Beaucoup de psychoéducateurs et de collègues se sont déplacés pour les funérailles. Des anciens de Boscoville, éducateurs et jeunes de l’époque, sont venus en grand nombre. Plusieurs de ses collègues, de l’Université et d’ailleurs, se sont présentés. À l’annonce de sa maladie puis de sa mort, de nombreux témoignages nous sont parvenus d’aussi loin que du Chili, entre autres du premier diplômé chilien en psychoéducation. Il fallait être là pour comprendre l’impact que Gilles a eu sur la vie de toutes ces personnes et comprendre aussi que la « famille » de Gilles Gendreau était bien plus grande que sa famille proprement dite !

Je ne pouvais terminer ma réflexion sans « laisser la parole » à Gilles, en citant un extrait de son autobiographie inachevée. Ce passage reflète très bien le personnage, la vocation qui le faisait vibrer, son humilité, son intellect, sa passion pour l’éducation et, toujours aussi, son humour.

Épilogue ou prélude ?

Le départ de Gilles Gendreau représente inévitablement un évènement marquant de l’histoire de la psychoéducation. Je perçois sa mort comme la fin du premier chapitre, voire comme un prélude à l’histoire qui continuera de s’écrire à travers ses successeurs. « La mort d’un être vivant n’est que de l’énergie qui se transforme » écrivait Bernard Werber dans L’empire des anges. Compttenu de toute l’énergie et la passion qui ont imprégné l’œuvre et la vie de Gilles Gendreau, il y en a suffisamment pour l’ensemble du Québec et même au-delà !

Et je termine avec une dernière anecdote qui exprime bien toute l’énergie et la passion de Gilles, énergie et passion qui l’animaient encore jusqu’à la toute fin. Je l’ai mentionné plus haut, lors de ses derniers jours, la douleur était devenue si intense qu’on devait lui administrer des médicaments de plus en plus forts. Les effets sédatifs étaient puissants et Gilles restait éveillé à peine quelques minutes à la fois ; on avait peine à comprendre ce qu’il voulait nous dire ; on le voyait partir ; il se voyait partir. Malgré tout, dans l’après-midi du 20 juin, alors que nous étions tous autour de son lit, Gilles a rebondi ; et avec une clarté inespérée, voire inexplicable, comme s’il voulait fermer la boucle de sa vie et léguer son testament professionnel, il déclara : « Les jeunes en difficulté, il ne faut pas les oublier ; ce sont des gens de grand cœur. » Il ferma alors les yeux pour ne plus les rouvrir.

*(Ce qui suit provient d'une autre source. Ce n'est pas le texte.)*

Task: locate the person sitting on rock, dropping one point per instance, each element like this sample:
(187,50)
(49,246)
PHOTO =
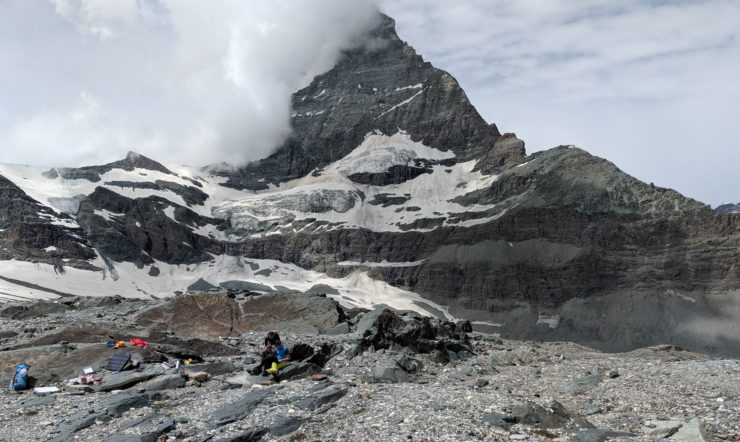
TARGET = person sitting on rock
(268,353)
(282,357)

Merci Gilles pour tout ce que tu nous as donné… et pour ce que tu as été.

Paul L. Gendreau

[email protected]

Notes :

1N’ayant jamais aimé les étiquettes stigmatisantes (par ex., délinquants, criminels, etc.), il utilisa, comme tout bon humaniste, cette appellation antipathologisante tout au long de sa vie.

2 Gilles Gendreau, autobiographie inédite.

3 Gilles est devenu officiellement « docteur » à la fin de sa carrière quand l’UQO lui a remis un doctorat honoris causa, un geste gracieux de la part d’une unité de psychoéducation dynamique qui a réussi à exporter la psychoéducation en Amérique du Sud.

4 Jeannine Guindon (1970). Les étapes de la rééducation des jeunes délinquants et des autres.

5 Gilles préférait dire que la psychologie et la psychoéducation étaient des cousines, plutôt que des sœurs, afin de souligner davantage la distance conceptuelle des disciplines

6 Lire Bosco la tendresse, Boscoville : un débat de société, Montréal, Sciences et culture, 1998.

7 Gilles savait très bien que la prémisse que « tout se joue durant la petite enfance » était non seulement fataliste et fausse, mais aussi quelque peu tautologique. Car quelles sont les interventions préconisées par les chercheurs qui avancent cette idée ? Entre autres, des interventions auprès des… parents, qui sont vus comme les principaux acteurs dans le développement des jeunes enfants. L’intervention à tout âge est non seulement utile, mais nécessaire.